I WAS able to sign in to kp.org from my mobile phone, but couldn't download the document from there. But at least I was able to send an message to my doctor asking them to send me the document via snail-mail.
At first I thought the problem was the Kaiser web site (which admittedly is pretty gawdawful). Didn't have time to pursue it last week, because I was attending an all-day class Mon-Fri. Finally today, when I got the same Firefox error message, I tried to access kp.org via Microsoft Edge. Sure enough, it worked.
Then I searched Mozilla support, and found a closed message thread indicating that the problem had theoretically been "solved" by some sort of programming fix as of June 12th or thereabouts.

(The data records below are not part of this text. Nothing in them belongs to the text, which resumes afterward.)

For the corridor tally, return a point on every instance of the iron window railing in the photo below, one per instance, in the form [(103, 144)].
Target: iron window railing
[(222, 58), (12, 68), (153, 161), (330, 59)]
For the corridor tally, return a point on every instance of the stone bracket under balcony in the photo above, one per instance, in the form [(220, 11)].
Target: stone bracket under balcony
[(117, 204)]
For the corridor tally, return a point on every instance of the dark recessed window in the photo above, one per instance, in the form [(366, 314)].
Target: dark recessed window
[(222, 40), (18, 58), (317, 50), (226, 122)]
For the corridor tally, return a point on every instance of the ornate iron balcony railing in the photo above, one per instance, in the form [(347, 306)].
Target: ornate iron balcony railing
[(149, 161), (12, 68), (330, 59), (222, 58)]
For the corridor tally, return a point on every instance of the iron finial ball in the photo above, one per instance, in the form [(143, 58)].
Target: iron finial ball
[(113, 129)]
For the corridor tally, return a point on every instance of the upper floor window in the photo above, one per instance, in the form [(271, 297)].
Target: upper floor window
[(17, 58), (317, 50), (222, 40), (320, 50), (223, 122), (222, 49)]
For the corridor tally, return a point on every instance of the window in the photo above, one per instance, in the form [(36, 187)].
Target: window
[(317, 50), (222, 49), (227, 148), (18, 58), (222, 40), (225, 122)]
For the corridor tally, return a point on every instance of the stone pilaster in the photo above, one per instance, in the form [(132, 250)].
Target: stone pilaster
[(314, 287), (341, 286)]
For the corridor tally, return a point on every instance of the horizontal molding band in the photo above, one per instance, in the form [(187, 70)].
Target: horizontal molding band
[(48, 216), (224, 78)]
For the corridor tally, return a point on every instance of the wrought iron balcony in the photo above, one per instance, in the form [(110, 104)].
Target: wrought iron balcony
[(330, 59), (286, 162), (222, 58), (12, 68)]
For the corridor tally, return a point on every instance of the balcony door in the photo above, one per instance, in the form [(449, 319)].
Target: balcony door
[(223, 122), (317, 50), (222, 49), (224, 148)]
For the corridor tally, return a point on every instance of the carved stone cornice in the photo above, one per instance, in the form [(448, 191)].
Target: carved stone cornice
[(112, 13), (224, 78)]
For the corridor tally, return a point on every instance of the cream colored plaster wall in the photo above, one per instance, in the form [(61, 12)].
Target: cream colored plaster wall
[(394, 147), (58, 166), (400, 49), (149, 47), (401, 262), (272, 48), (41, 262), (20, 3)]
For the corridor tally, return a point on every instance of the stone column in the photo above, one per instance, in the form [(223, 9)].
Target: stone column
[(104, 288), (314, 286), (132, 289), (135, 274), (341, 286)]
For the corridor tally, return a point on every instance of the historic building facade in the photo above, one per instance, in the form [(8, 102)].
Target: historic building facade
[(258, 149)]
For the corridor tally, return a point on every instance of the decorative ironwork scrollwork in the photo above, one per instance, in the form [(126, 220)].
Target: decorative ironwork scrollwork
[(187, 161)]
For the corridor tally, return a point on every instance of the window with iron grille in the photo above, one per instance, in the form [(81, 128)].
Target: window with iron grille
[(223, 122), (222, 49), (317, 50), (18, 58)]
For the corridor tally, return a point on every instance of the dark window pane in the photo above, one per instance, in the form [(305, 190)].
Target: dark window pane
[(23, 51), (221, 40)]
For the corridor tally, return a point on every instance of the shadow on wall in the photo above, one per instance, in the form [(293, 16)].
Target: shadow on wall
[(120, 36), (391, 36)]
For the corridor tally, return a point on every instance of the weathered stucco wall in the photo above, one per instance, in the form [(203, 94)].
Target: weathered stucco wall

I do NOT want to switch to a browser maintained by Monopolists'R'Us. I still bear a grudge because about 30 years ago they killed or marginalized two of my favorite programs (Lotus and WordPerfect) by giving away Excel and Word for free with Windows. Even if I LIKED Microsoft, the default user interface is cluttered with too many cutesy-poo widgets and AS (artificial stupidity) "help" that I do not want. But I'm an old lady (84), and if I need to communicate with my health care providers, I will have to use whatever method works, no matter how much it galls me.
Hope you guys can find a fix to this problem that works for EVERYBODY (including me). Thanks for your attention.